Местный уполномоченный давно превзошел границы возможного в сборе дани (правда, не в отправке её в сокровищницу Куша и Вавата), и в способах её получения. Полыхнуло как-то враз и из-за какой-то, казалось, мелочи. Потерявший берега чиновник был просто растерзан, со всеми сопровождающими. Как видно, их числа и подготовки было мало для таких поборов. Дань была разграблена, все бывшие в тех краях жители Та-Кем были либо убиты, либо (кто половчее и поудачливей) — бежали, бросив всё имущество.
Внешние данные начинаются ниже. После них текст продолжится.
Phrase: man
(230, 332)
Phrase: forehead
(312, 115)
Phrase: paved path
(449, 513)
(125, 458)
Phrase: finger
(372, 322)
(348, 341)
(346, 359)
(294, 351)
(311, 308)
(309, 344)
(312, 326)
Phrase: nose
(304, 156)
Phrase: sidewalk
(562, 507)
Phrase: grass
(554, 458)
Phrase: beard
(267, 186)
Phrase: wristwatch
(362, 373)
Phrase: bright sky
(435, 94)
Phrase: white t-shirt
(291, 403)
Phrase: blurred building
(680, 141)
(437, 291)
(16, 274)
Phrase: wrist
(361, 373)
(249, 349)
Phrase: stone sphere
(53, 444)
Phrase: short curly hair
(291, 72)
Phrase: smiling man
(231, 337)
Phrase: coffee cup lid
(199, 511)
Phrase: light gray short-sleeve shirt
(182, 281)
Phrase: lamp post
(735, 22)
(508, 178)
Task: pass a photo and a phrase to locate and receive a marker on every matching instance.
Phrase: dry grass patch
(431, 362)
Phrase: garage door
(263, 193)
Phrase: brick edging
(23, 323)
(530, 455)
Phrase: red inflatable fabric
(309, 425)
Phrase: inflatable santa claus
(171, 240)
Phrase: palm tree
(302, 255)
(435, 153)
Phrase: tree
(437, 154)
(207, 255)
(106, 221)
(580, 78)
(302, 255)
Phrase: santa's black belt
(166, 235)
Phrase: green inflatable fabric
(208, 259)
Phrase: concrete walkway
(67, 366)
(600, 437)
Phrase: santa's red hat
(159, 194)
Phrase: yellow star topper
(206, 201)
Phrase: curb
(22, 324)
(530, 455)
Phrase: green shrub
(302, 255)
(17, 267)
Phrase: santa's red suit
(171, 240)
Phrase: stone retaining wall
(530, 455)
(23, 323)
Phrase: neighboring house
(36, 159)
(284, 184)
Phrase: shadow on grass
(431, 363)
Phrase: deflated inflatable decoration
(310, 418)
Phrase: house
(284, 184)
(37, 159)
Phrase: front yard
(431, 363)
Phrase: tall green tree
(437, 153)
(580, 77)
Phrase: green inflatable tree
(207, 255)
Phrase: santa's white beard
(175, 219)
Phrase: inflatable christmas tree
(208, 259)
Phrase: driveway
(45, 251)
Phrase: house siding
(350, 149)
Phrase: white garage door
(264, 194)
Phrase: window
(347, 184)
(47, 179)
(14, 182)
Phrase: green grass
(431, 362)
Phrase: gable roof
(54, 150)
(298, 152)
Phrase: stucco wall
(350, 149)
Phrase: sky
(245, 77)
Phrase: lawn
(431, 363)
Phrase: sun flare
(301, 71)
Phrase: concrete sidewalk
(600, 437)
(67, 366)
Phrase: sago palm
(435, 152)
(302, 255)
Правда, многих из мнящих уже себя счастливцами бунтовщики настигли на порогах. Под горячую руку попали даже рабы и слуги египтян — для восставших они были лишь прихлебателями грабителей, которые, к тому же, жили много лучше бунтовщиков и их семей, да, к тому же, часто участвовали в сборе дани, ни в чем себе не отказывая, творя бесчинства и обиды. Ведь чем мельче человек в душе своей, тем больше он хочет возвыситься не делами своими, а умаляя и давя других. Да и кто будет жалеть пусть и с виду и по языку похожего, но из другого рода и другой деревни, особенно если он успел напакостить. Конечно, много полегло безвинных — стариков, детей, женщин. Впрочем, так всегда и бывает при бунте — попранная справедливость, восстав, не видит, как чинит несправедливости сама, и как вокруг неё, победившей, сбиваются такие же мелкие и жадные душонки, как и те, против которых она восстала. За вины и преступления больших людей всегда отдуваются малые. Большие платят положением, богатствами и землями, малые — жизнью и кровью. Хотя на этот раз и многим большим, по меркам Ирчема и Кермы, пришлось умереть.